Our key aim is to investigating the human microbiome to identify predictors and mechanisms associated with the development of decompensation and progression to acute-on-chronic liver failure (ACLF) and death. This will result in better stratification of cirrhotic patients enabling microbiome-based intelligent and personalized allocation to treatment, and ultimately prevent ACLF and reduce mortality. Our identified microbiome-based markers will be validated in a clinical trial and translated into three new clinical tests useful for patients. The entire MICROB-PREDICT consortium unites the expertise from 22 different European partners, including hospitals, research foundations and institutes, patient and physician associations, and small-and-medium-sized enterprises (SMEs), to accomplish the following objectives:
- To understand in depth and to better explain the interaction of human microbiome with host and medication, as well as their exact contribution to the development of decompensation and ACLF, and thereby to provide important foundations for the development of future prevention and treatment strategies modifying the microbiome and host co-factors.
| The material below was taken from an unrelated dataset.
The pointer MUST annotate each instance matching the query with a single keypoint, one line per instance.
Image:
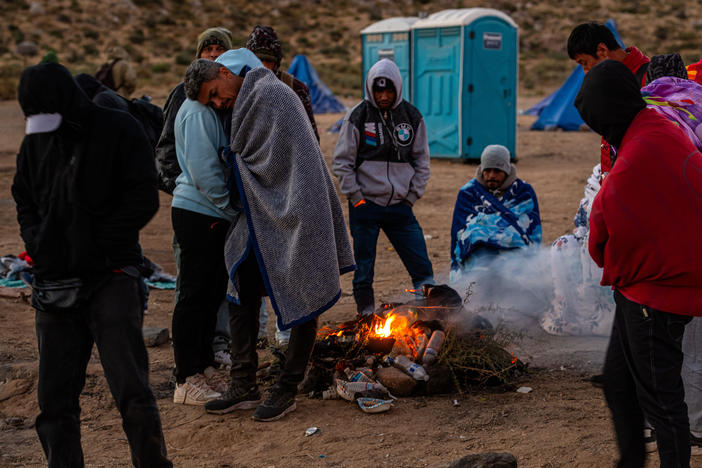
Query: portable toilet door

- To validate the biomarkers and develop (a) novel microbiome-based nanobiosensors connected to smartphones and other easy-to-use tools for end-users of such markers and (b) treatment approaches modifying the microbiome and host co-factors.
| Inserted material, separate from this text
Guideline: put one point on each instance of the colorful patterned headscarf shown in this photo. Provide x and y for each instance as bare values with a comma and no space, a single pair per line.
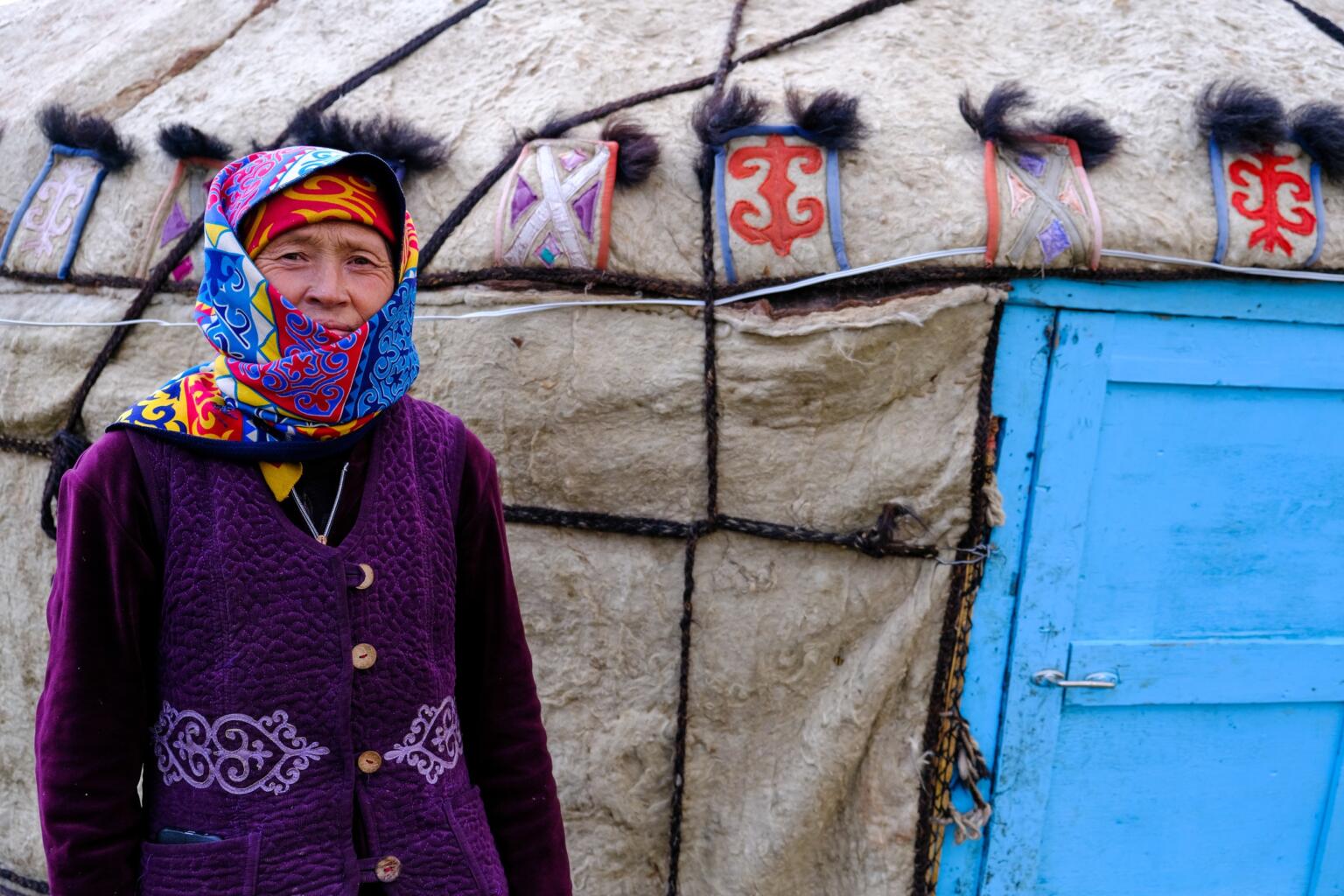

- To identify major taxonomic and functional microbial traits and their interaction with the host, which are associated with the development of decompensated cirrhosis and progression to ACLF.
- To use these tools in the clinical trial of MICROB-PREDICT to personalize treatments, improve the treatment response to approaches modifying the microbiome and host co-factors, and reduce the mortality rate.
- To thereby decrease the individual, social and healthcare burden caused by decompensated cirrhosis and ACLF.